I have been thinking about hosting a youth fly fishing class.
I currently instruct adults but I have never tried a class for kids before.

At what age do you think a kid is ready to take fly fishing lessons?
I was thinking of having about 15 kids in the class.
I would like to have a few other adults to help me with the class.

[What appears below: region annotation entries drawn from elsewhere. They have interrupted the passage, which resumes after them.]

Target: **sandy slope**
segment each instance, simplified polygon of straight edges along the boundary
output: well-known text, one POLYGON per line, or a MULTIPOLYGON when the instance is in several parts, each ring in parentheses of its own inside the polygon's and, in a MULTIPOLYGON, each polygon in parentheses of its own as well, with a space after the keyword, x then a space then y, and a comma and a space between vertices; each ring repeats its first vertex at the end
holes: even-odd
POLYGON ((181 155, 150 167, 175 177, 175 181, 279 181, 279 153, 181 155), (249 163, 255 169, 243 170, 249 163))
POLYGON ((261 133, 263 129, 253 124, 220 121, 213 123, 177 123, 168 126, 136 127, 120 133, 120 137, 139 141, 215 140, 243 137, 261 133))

Would a 10 year old be able to keep up in a class that size? 
I was thinking more like ages 12 to 16.

Any thoughts?


----------



## flyrod (Jun 23, 2012)

Where?


----------



## Grandpa D (Sep 7, 2007)

This will be in Roy.
The class will be at the Parks and Rec building for 2 classes and then at Meadow Creek Pond for the last 2 classes.
I hope to put this together for May.


----------



## HighNDry (Dec 26, 2007)

Although you will have some fruitcakes claim they taught their 3 year old how to fly fish, I would start at 12. I've been around a lot of cubby Scouts and Boy scouts and there's a big difference between 10 and 12.


----------



## Grandpa D (Sep 7, 2007)

HighNDry said:


> Although you will have some fruitcakes claim they taught their 3 year old how to fly fish, I would start at 12. I've been around a lot of cubby Scouts and Boy scouts and there's a big difference between 10 and 12.


I have been in charge of the Roy Youth Fishing Club for 7 years. I have found the same thing. A 10 year old may or may not be ready. There is a lot better chance that a 12 year old will be ready for the class.


----------



## HHH (Nov 19, 2011)

My son is 9 and was In your fishing club last summer and loved it! He would love to take a fly fishing class/club when he is old enough.


----------



## wyogoob (Sep 7, 2007)

HighNDry said:


> Although you will have some fruitcakes claim they taught their 3 year old how to fly fish, I would start at 12. I've been around a lot of cubby Scouts and Boy scouts and there's a big difference between 10 and 12.


Looking at my kids and my grandkids I agree. 12 yrs old would be best.


----------



## gunplay (Apr 28, 2008)

Yep I agree with 12. I Used to teach a lot of tying classes and felt like 12 was as young as I wanted to start teaching most kids. My boys started with the fly rod at about 10 but I spent a ton of time with them on the front lawn.


----------